Variaram os cálculos sobre a quantidade de mentiras despejadas por Bolsonaro na entrevista. Checagens diferentes encontraram de 13 a 40 inverdades, o que daria de uma por minuto a uma a cada três minutos ao longo da entrevista ao Jornal Nacional. Uma das mentiras foi afirmar que o governo "deu o auxílio emergencial imediatamente".
Bolsonaro adotou o auxílio emergencial de R$ 600 mensais depois que o Congresso aprovou um programa de transferência de renda de R$ 500 mensais. O presidente hesitou na definição do auxílio que, em princípio, por insistência do ministro da Economia, Paulo Guedes, não deveria passar de R$ 200 mensais. Oportunista, como é de seu feitio, Bolsonaro aumentou a aposta para R$ 600 mensais quando o auxílio de R$ 500 já estava decidido no Legislativo.
A falta de coordenação, aliada ao negacionismo, na condução do enfrentamento da pandemia está na origem da gangorra nos índices de pobreza no país. Com o auxílio emergencial de R$ 600, a pobreza desceu a seu nível histórico mais baixo em agosto de 2020, com apenas 3,9% da população vivendo com menos de R$ 210 mensais.

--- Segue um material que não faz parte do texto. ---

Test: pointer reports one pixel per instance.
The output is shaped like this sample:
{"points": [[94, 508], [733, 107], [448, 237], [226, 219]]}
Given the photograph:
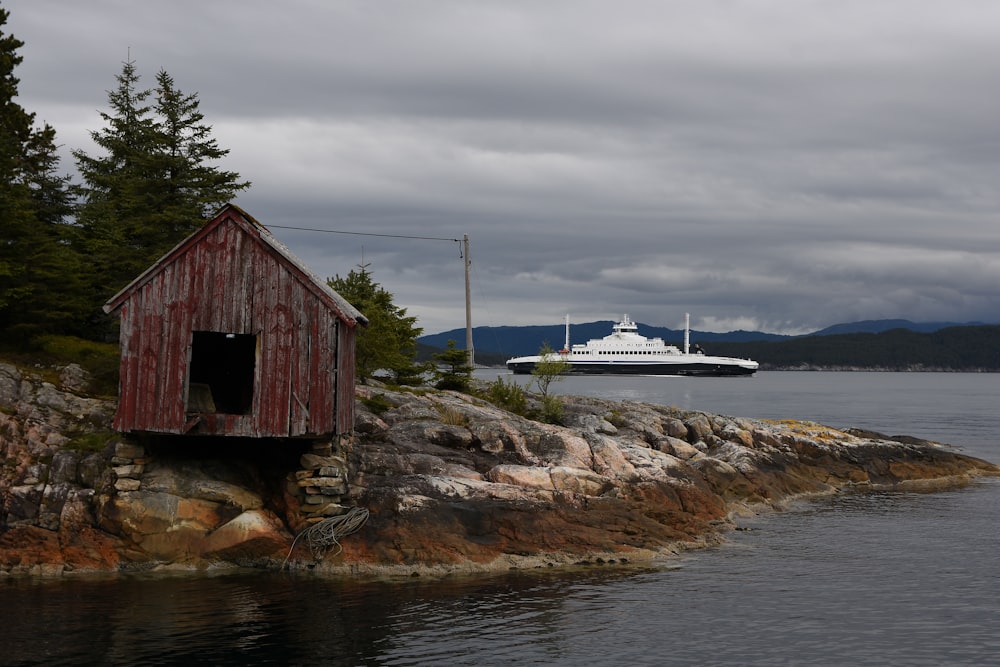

Porém, por culpa do diagnóstico dramaticamente equivocado de que não haveria uma segunda onda de covid-19, o auxílio, interrompido no fim de 2020, só voltou em meados do primeiro semestre de 2021. Em março de 2021, a faixa de pobreza já abarcava 13,9% da população, recorde da série histórica.
Essa gangorra extrema deixa evidente a relutância em destinar volume necessário de recursos aos vulneráveis e a desorganização no combate aos impactos sociais e econômicos da pandemia. O mesmo se pode dizer da ação do governo no controle da inflação, sobretudo das altas de preços dos alimentos.
É verdade, como destacou Bolsonaro na entrevista ao Jornal Nacional, que a pandemia, a seca e a guerra na Ucrânia complicaram as coisas. Os desarranjos nas cadeias de produção e vendas resultaram em falhas nos suprimentos, aumentos de custo e de preços finais de bens e serviços, depois potencializados pela escassez de oferta com origem no conflito entre russos e ucranianos. A seca também impactou as tarifas de energia elétrica, que puxaram a inflação para cima.
Mas governo existe para enfrentar complicações — e não apenas transferir responsabilidades diante de problemas. A inoperância na adoção de medidas para evitar surtos inflacionários, principalmente em alimentos, contribuiu para que o flagelo da fome aberta e da insegurança alimentar voltasse a assombrar o país.
Isso se deveu à demolição da rede de segurança alimentar — um esforço de diferentes governos, iniciado há quase 40 anos —, que começou no governo Temer e foi intensificada no governo Bolsonaro. Nada foi feito para mitigar o problema, exceto cortar impostos. Formar estoques reguladores e reativar programas de aquisição de alimentos da agricultura familiar, ações mais efetivas para barrar altas em alimentos, não foram acionadas.
Mencionar a deflação no IPCA (Índice de Preços ao Consumidor Amplo) em julho, que pode se repetir em agosto, como prova do sucesso no combate à inflação, é caso de fake news. Primeiro, a deflação será pontual e, depois, a inflação, embora em fase de recuo, continuará alta, devendo terminar 2022 ainda nas alturas de 7%. Sem falar que, no grupo dos alimentos, as previsões são de alta em torno de 15%, no fim do ano.